Hacía tiempo que me rondaba la idea de adentrarme en la
lectura de El Corán, y siempre se me
adelantaban otras ocupaciones que me lo impedían. Están demasiado cerca los
asesinatos de París, y ello puede inducir a pensar que tenga, esta lectura,
alguna relación con ellos, que sea una suerte de respuesta enfocada hacia la
averiguación del porqué de la locura terrorista islamista. De ningún modo. Ha
tocado ahora del mismo modo que, antes de El
Corán, he leído El hombre
autorrealizado, de Abraham Maslow, es decir, sin razón ninguna, por puro
azar y por genuino interés intelector.
De la lectura de El
Corán lo primero que he de decir es: ¡por fin he llegado al final! –apenas hace
un par de horas que logré la hazaña–, porque, a medida que iba progresando en
ella, creí que llegaría el momento en que me vería forzado a dejarla, dada la
extenuante redundancia de sus mensajes. De hecho, no es fácil advertir que a su
relator, Mahoma, debió de pasarle algo parecido, porque, a medida que se acerca
el final, las zoras, o capítulos del libro, van reduciéndose progresivamente,
hasta reducirse a la mínima expresión, a veces incluso la propia de una breve
oración o salmo. Los musulmanes sostienen, no sin razón poderosa que los asiste,
que cualquier traducción de El Corán –yo
he usado la del argentino Muhammad Isa García, escrita para los fieles
sudamericanos con un estupendo surtido de notas a pie de página que ilustran
convenientemente la lectura– no es sino una traición del único original posible
en árabe clásico, única lengua en la que se puede tener acceso directo a la
revelación divina hecha en esa lengua, a pesar de las dificultades de
interpretación que pueden presentar ciertos pasajes. Desde esa consideración,
es evidente que allí donde los lectores en su lengua original advierten un
notable contenido poético, en la traducción ni rastro queda de ella, salvo en
algunas expresiones, contadísimas, que nada tienen que ver con el recuerdo
espectacular de un mundo poético como el de El
collar de la paloma, los Rubaiyat,
Las mil y una noches o tantas obras
arábigas llenas de encanto y delicada poesía.
El Corán se
inscribe en la tradición de la Torá hebrea, esto es, del Pentateuco,
considerándose Mahoma como otro profeta enviado por Dios para persuadir a los
fieles que han de adorar a un solo dios y no incurrir en el politeísmo propio
de aquellas épocas: XXXV. 23. Tú solo eres un
amonestador6. 24. Te he enviado con la Verdad, como albriciador y amonestador;
no hubo ninguna nación a la que no se le haya enviado un amonestador.

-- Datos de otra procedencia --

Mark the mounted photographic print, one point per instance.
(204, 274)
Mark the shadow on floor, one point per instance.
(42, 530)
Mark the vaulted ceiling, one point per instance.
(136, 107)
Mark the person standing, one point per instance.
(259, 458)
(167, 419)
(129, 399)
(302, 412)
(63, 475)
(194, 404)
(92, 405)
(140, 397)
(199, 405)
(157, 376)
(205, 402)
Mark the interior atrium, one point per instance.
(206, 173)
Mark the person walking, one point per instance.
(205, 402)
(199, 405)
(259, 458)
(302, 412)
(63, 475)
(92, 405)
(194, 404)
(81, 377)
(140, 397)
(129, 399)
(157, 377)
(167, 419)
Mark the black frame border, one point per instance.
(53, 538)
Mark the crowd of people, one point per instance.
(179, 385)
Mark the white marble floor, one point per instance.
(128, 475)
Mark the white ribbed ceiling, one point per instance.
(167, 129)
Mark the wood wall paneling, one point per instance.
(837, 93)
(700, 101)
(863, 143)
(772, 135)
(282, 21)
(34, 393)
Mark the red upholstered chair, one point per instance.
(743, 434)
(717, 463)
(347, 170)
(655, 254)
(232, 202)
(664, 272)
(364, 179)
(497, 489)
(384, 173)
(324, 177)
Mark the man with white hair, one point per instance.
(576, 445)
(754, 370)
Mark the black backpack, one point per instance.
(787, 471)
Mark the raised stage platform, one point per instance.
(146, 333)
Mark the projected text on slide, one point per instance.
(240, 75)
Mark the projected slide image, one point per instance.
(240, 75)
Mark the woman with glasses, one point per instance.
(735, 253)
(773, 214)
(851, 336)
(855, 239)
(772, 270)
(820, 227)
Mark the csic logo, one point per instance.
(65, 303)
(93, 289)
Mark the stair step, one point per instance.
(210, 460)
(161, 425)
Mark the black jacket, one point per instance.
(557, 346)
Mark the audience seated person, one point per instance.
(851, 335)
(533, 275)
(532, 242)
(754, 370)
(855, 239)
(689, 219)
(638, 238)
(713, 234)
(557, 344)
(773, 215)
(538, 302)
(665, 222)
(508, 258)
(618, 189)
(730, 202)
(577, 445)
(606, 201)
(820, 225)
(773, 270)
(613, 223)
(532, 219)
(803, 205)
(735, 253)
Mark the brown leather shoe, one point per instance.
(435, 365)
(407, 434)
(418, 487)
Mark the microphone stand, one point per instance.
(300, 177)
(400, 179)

A la larga lista de enviados antiguos: Noe, Abraham, Jonás, etc., el Islam
añade la figura de Cristo, hijo de María, pero negando su condición de hijo de
Dios, porque es “imposible” que Dios tenga ni compañera ni descendencia. El
maniqueísmo profundo que rige la composición del libro no se abandona en ningún
momento y los mismos mensajes, de una sencillez escandalosa, casi un insulto
para el pensamiento racional, se reiteran hasta la saciedad: Dios es
omnipotente y omnisciente, en su mano estuvo el inicio del mundo y de la vida y
en las suyas está el marcar el día del Fin del Mundo, la resurrección de los
muertos y el Juicio Final en el que unos entrarán en el Paraíso celestial,
poblado no solo de huríes, sino también de hermosos efebos camareros que les
servirán el néctar divino que no embriaga, y otros se precipitarán en el
Infierno donde solo se alimentarán de pus. A lo largo del libro es muy curiosa
la continua perplejidad de Dios sobre cómo es posible que los destinatarios de
su mensaje se nieguen a recibirlo y a comulgar con él y practicarlo. Una y otra
vez se reitera el planteamiento que acabo de esbozar hasta hacerse insufrible
la lectura. ¡Cuesta tanto encontrar algún destello de originalidad o de
imaginación! Comparado con la Biblia,
un solo libro de esta, El cantar de los
cantares, por ejemplo, tiene un valor literario incomparable, si comparado
con el catecismo que es El Corán,
pues no es más que eso, en el fondo, un catecismo elementalísimo que comparte,
eso sí, con la Biblia judía, la misma
sumisión a los designios divinos. De hecho, Islam significa “sumisión”, y de
ahí el título de la novela de Houellebecq, quien ya salió con bien de una denuncia
judicial puesta contra él por algunos imanes parisinos. Esa es la sensación
dominante que a uno le queda después de la lectura de El Corán: me someto totalmente a los designios de Alá –que es, a su
vez, lo que significa “ musulmán”; no tengo ni libertad ni capacidad crítica ni
pensamiento propio: soy lo que Alá quiere que sea, porque en él está incluso la
elección de quienes quiere que crean en el Islam: XXII. 67. [¡Oh, Mujámmad!] No dejes
que [te discutan] sobre los preceptos. Exhorta a creer en tu Señor, porque tú
estás en la guía del camino recto. La impresión que a uno le domina,
tras la lectura, es la de que Alá es el Gran Hermano orwelliano llevado a la
perfección absoluta: LVIII. 7. ¿Acaso no ves que Dios conoce cuanto hay en los cielos y en la
Tierra? No hay confidencia entre tres sin que Él sea el cuarto, ni entre cinco
sin que Él sea el sexto. Siempre, sean menos o más, Él estará presente
dondequiera que se encuentren, si bien con la salvedad de esa
perplejidad enunciada: LXVI. 10. Diles:
“¿Por qué no creen [en el Corán] que Dios reveló, siendo que un sabio de los
Hijos de Israel5 atestiguó su veracidad y creyó en él? Pero ustedes actuaron
con soberbia. Sepan que Dios no guía a un pueblo de injustos. En nota a pie
de página el traductor nos refiere que ese sabio no fue otro que el Gran Rabino
de Medina, llamado ‘Abdullah Ibn Salam, quien se convirtió al Islam al reconocer en
Mujámmad los signos del último Profeta de Dios que estaban mencionados en la Torá.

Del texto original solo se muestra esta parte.